It's difficult to say whether CR would work as well in humans as it does in animals and insects, which are much more short-lived compared to humans. Studies with monkeys, a close biological relative of humans, have shown that the monkeys on a 30% CR regime for 10 years or more also show a lack of the usual fatal diseases mentioned earlier. Humans who follow CR regimes consume mostly vegetables, and the results of their medical tests are impressive. They show low risk factors for all degenerative diseases, although they also appear gaunt, often feel cold, show poor wound healing, and may be infertile. From a muscular perspective, they are in a relative catabolic state. I say "relative" because they show paradoxical effects in this area. Their muscle mitochondria is better preserved, which maintains muscle with age. Interestingly, the levels of one anabolic hormone in CR humans, IGF-1, is similar to that of people who eat normally. In animals on CR regimes, IGF-1 levels decline significantly.
The reason that IGF-1 levels are maintained in CR humans is that they eat a good amount of protein, despite being on vegetarian diets. The levels of IGF-1 bear a direct relationship to both total caloric intake, as well as protein intake. But it turns out that a lack of protein may be the key to success in animals on CR regimes. It has to do with a protein synthesis signaling factor called mTOR that is stimulated by protein, or more specifically, amino acid intake. Animals that eat a lot of calories, but restrict protein intake, show the same benefits as CR in relation to life extension. mTor, which stands for "mammalian target of rapamycin," promotes cell growth, and diverts calories to be used for that purpose, rather than to maintain cellular longevity reactions. In fact, mTor seems to promote cancer, and drugs that interfere with Mtor activity appear to prevent cancer. Again, it relates to cell growth, and cancer is a process involving uncontrolled cell growth.

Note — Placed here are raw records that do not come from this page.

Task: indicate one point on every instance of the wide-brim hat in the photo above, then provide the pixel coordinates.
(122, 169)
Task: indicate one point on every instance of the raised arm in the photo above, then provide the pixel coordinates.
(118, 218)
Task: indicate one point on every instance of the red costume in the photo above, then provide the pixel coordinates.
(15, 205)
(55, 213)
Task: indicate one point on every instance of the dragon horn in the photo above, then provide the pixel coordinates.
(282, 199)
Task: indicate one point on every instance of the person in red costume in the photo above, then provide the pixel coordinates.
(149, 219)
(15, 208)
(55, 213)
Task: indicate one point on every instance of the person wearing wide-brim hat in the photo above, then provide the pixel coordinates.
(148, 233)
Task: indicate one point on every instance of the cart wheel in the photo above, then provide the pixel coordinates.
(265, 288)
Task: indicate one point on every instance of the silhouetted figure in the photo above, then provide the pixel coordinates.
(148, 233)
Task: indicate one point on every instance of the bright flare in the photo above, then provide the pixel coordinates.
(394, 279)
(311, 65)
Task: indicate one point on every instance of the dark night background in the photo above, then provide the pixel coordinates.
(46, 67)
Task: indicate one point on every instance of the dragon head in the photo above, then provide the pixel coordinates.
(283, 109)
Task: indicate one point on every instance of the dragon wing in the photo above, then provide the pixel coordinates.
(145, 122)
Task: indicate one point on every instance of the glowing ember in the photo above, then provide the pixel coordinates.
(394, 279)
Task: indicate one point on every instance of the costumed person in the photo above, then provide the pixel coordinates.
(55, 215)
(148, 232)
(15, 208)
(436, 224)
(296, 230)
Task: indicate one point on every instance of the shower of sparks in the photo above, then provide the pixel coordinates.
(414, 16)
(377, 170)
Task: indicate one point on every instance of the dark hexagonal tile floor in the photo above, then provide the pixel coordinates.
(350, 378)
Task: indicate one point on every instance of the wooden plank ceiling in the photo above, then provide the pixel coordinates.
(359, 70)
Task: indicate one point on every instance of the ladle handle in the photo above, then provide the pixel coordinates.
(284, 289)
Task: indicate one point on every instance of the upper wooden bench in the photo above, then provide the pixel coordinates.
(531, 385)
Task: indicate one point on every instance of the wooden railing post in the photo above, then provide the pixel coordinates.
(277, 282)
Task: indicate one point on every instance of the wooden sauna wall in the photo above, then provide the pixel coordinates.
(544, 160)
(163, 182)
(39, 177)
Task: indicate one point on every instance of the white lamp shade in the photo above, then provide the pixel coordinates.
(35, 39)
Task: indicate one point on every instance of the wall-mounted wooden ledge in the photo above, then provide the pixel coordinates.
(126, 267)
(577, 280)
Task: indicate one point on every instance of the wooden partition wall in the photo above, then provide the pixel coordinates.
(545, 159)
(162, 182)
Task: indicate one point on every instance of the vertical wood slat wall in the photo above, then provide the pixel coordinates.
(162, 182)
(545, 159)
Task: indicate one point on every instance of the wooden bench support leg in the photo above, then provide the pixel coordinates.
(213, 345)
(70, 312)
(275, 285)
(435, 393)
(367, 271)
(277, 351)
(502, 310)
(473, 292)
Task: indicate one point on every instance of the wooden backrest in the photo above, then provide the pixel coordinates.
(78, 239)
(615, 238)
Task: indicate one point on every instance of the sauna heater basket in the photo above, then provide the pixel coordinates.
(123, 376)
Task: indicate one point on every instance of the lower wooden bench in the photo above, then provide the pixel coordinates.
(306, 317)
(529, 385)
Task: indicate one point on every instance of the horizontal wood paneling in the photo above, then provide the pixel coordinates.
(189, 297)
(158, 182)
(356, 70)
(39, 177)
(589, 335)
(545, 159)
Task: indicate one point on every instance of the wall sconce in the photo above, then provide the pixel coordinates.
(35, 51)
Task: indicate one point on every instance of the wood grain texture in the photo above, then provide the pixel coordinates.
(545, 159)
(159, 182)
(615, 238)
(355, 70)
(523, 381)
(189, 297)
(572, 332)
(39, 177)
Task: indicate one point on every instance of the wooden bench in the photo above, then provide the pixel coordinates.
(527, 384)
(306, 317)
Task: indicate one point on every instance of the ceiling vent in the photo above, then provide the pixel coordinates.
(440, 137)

Studies with rapamycin, an antibiotic that was discovered on Easter island, show that it extends life in mice. It does so by blocking Mtor, But rapamycin is also a potent immune suppressant, so using it in humans would likely result in a shortened lifespan due to aquiring a disease through lack of immune response. Another drug that also interferes with Mtor is metformin. Metformin is a popular drug used to treat insulin resistance and diabetes. Various studies show that it seems to prevent many types of cancer, including both lung and pancreatic cancers though blocking Mtor cell stimulation. The implications of all this are bad news for anyone interested in building muscle.
Mtor plays a pivotal role in muscle protein synthesis reactions that result in increased muscle size and strength. The branched-chain amino acids provide most of their anabolic effects in muscle by interacting and promoting the activity of Mtor. The implications of the emerging studies show that consuming a high protein diet stimulates Mtor, which does good things for muscle building, but bad things for longevity. Other studies show that one amino acid in particular, methionine, may play a key role in longevity, since restricting it in animals leads to longevity in some species. But methionine is an essential amino acid, a major methyl donor. This means that it's involved in the synthesis of other nutrients, including creatine and choline. A lack of methionine can result in fatty liver, the first stage of liver failure. If the animal findings about Mtor and longevity prove true in humans, the best diet for longevity would involve a vegan diet with low to moderate protein intake. But attempting to build much muscle on such a diet would prove challenging, particularly if the diet also featured a CR design. Then the choice may come down to: do you want to live longer, or be more muscular?